Project 3: Biokinetic modeling for syngas process design

This project aims to comprehensively comprehend the metabolism of microorganisms involved in syngas fermentation, with a particular focus on extrapolating their behavior in industrially relevant settings. Additionally, the objective is to diversify the product range of syngas fermentation coupling it to microbial chain elongation. Thus, the project comprises of two distinct research lines. 

The first line concentrates on the kinetic characterization of syngas fermenting organisms, employing Clostridium autoethanogenum as a model acetogen. Through bioreactor experiments, particularly pulse-feeding strategies in steady-state chemostats, the metabolic strategy of C. autoethanogenum is examined under various conditions. Key kinetic parameters, such as maximum specific substrate uptake rate and maximum growth rate are identified experimentally and theoretically. Beyond microbial rate characterization, the project explores how different cultivation conditions impact the process output, emphasizing the significance of the type of end products (acetate or ethanol) in facilitating the production of longer organic acids through chain elongation.

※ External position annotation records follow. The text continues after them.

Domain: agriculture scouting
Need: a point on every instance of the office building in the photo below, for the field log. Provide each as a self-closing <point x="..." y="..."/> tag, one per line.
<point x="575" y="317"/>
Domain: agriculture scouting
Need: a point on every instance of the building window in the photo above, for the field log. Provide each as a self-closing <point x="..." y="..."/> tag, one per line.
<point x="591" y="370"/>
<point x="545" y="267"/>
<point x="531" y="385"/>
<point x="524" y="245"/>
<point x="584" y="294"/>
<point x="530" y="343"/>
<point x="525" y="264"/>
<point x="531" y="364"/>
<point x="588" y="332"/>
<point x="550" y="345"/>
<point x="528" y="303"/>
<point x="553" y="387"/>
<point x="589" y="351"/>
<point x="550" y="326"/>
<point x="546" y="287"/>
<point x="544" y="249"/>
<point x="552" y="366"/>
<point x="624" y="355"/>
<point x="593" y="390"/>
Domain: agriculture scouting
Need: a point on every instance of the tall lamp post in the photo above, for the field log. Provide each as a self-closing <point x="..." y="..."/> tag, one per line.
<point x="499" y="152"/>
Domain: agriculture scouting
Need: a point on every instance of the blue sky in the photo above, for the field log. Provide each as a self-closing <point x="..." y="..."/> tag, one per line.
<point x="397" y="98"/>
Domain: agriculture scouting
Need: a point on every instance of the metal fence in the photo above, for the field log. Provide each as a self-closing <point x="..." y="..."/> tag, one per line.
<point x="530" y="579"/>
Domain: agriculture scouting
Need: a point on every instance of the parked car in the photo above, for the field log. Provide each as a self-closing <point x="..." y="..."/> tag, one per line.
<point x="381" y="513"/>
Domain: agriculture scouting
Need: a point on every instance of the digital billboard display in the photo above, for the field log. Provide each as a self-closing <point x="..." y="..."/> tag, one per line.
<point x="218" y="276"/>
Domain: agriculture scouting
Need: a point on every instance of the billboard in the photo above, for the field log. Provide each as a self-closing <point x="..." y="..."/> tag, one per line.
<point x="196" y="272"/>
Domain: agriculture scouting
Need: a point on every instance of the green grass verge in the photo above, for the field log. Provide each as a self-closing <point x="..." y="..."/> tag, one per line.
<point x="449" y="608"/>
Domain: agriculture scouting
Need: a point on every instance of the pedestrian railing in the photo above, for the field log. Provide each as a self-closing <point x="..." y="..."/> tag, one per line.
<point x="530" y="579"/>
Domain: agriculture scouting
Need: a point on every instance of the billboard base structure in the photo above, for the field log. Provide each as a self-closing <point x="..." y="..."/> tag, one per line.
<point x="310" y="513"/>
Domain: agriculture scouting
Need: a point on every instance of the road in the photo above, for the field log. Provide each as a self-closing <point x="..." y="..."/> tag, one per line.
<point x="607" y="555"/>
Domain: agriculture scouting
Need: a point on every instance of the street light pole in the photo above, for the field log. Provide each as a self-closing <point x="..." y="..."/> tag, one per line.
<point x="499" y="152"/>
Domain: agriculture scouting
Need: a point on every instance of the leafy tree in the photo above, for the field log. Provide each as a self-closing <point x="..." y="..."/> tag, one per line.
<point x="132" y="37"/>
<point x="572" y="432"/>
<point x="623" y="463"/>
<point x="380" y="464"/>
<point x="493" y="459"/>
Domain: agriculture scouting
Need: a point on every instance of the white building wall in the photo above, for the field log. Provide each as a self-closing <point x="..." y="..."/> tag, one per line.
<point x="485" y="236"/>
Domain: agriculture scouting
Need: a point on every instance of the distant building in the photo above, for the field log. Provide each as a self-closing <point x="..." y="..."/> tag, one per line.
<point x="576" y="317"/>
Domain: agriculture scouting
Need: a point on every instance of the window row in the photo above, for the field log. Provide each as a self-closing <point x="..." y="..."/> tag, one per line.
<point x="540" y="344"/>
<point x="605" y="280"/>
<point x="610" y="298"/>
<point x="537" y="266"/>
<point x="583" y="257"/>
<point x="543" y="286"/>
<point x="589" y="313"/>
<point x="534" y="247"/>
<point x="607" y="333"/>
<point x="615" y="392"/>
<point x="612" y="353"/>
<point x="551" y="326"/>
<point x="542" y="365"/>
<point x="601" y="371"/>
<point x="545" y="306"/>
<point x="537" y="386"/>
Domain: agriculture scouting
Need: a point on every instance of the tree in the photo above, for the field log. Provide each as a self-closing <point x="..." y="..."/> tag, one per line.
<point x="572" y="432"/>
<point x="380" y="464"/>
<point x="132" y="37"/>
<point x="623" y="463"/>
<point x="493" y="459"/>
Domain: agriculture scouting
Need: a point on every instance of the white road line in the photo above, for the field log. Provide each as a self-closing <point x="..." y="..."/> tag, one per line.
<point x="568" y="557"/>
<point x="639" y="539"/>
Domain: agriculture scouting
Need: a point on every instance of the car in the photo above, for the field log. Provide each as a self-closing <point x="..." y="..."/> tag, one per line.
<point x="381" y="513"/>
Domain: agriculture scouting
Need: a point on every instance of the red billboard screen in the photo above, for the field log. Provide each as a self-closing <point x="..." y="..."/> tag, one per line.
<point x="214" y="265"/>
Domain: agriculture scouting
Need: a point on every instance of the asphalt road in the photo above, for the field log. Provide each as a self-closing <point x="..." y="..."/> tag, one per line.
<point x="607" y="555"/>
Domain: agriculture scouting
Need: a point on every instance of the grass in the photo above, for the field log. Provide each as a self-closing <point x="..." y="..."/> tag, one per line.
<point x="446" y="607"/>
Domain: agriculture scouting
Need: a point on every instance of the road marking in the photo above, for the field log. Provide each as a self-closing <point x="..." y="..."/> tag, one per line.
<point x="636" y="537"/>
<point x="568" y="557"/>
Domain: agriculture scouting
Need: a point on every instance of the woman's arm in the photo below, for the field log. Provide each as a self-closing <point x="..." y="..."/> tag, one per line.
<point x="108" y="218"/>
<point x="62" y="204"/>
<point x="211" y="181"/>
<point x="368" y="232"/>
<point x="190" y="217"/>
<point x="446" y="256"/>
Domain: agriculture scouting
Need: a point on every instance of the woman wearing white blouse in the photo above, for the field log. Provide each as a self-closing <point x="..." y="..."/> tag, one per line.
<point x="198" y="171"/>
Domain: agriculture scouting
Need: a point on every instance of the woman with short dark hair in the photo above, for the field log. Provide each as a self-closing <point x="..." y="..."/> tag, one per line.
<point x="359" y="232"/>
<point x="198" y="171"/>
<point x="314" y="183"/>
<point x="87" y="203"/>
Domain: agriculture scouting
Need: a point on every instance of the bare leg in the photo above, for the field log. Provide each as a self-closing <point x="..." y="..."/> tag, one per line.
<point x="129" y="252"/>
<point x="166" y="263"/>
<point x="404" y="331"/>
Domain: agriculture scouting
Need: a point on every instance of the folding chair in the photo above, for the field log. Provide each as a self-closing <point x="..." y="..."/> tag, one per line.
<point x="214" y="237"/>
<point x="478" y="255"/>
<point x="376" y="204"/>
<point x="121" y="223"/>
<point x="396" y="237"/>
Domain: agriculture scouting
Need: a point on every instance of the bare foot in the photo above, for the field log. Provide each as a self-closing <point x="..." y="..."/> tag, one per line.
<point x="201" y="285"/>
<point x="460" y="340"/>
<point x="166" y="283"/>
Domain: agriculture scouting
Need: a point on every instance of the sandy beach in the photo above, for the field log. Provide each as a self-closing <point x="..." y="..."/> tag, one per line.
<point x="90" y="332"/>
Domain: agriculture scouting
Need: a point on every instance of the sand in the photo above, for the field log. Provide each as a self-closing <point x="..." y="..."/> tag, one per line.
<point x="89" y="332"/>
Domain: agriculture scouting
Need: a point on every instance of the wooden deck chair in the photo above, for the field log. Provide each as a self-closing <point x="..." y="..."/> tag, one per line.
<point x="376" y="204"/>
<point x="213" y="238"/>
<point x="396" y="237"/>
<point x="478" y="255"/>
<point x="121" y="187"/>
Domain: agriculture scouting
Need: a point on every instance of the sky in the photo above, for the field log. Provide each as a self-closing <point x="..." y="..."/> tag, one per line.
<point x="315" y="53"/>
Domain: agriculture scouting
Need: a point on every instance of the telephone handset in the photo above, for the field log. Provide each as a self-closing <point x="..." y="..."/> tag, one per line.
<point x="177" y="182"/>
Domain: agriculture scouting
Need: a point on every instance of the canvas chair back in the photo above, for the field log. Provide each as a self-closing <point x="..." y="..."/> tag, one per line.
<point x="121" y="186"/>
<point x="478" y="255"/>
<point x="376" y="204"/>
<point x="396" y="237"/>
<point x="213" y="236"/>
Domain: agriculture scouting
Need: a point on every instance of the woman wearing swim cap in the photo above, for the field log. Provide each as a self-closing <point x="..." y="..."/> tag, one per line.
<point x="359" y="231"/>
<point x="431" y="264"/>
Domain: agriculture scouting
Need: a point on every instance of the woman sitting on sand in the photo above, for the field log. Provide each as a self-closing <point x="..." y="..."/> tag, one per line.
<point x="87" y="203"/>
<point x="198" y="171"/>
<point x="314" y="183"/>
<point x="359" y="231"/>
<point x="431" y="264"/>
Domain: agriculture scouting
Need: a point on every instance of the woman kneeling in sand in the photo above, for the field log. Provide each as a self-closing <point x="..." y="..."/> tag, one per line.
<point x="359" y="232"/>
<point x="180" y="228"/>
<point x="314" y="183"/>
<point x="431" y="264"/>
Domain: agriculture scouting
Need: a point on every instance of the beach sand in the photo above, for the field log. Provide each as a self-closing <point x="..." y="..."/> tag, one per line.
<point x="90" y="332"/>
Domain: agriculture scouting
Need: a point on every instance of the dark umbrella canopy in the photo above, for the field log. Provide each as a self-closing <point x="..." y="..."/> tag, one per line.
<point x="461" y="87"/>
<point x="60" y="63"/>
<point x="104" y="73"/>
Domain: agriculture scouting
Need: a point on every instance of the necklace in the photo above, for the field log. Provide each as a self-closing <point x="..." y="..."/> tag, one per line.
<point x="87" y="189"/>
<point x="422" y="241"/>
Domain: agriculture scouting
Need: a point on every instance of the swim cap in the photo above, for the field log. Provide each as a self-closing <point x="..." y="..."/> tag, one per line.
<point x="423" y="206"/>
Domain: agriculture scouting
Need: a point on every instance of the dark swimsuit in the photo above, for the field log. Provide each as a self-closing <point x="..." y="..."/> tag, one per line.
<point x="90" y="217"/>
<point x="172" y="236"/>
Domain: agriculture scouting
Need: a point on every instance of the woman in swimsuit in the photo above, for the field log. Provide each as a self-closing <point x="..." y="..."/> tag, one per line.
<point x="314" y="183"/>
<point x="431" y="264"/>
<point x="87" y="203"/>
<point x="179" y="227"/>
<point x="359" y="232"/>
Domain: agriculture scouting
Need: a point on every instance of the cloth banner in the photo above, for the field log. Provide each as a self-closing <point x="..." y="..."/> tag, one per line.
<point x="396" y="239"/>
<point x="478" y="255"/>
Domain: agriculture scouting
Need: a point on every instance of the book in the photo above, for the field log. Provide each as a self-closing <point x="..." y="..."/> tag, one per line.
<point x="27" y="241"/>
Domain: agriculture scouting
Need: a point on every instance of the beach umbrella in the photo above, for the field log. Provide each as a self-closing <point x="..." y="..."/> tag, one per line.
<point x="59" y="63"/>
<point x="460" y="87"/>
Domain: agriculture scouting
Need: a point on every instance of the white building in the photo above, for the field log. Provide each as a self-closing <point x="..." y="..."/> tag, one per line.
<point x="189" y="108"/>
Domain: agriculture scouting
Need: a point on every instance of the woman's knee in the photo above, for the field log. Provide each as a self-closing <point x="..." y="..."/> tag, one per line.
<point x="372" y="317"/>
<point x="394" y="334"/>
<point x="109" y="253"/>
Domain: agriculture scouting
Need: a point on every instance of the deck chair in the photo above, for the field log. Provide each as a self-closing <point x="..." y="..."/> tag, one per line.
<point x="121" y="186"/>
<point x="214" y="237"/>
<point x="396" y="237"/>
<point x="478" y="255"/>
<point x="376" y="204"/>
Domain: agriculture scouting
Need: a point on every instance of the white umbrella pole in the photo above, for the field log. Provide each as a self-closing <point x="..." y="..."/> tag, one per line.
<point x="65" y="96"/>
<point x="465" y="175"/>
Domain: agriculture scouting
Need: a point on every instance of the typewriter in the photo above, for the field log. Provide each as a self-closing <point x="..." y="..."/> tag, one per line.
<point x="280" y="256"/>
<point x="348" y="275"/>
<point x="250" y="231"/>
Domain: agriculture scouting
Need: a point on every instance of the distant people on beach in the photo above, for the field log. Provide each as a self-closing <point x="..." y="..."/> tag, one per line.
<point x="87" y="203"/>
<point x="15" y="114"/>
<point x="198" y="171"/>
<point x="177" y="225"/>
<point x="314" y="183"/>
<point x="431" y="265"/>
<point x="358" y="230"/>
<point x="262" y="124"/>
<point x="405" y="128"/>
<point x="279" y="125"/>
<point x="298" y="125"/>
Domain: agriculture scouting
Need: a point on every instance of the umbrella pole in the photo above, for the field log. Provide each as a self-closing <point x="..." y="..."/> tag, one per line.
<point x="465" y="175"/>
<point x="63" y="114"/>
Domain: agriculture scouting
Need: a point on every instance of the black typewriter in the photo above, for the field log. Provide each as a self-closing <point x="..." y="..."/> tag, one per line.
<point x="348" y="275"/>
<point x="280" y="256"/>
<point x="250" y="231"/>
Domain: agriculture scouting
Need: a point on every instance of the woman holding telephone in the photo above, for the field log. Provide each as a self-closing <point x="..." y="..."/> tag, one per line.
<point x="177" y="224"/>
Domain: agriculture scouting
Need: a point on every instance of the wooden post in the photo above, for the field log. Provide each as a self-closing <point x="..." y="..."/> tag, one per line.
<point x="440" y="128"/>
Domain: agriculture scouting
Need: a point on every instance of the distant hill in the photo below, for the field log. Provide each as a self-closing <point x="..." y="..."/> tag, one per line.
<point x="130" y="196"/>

The second line explores microbial chain elongation in open cultures, addressing co-cultivation challenges. Efforts aim to guide the product spectrum towards medium-chain fatty acids, and a mathematical model is being developed to understand and optimize these organisms. Additionally, efforts are directed towards understanding how to direct the product spectrum of chain elongating organisms towards medium-chain rather than short-chain fatty acids. This interdisciplinary approach seeks to advance understanding and practical application in syngas fermentation and microbial chain elongation.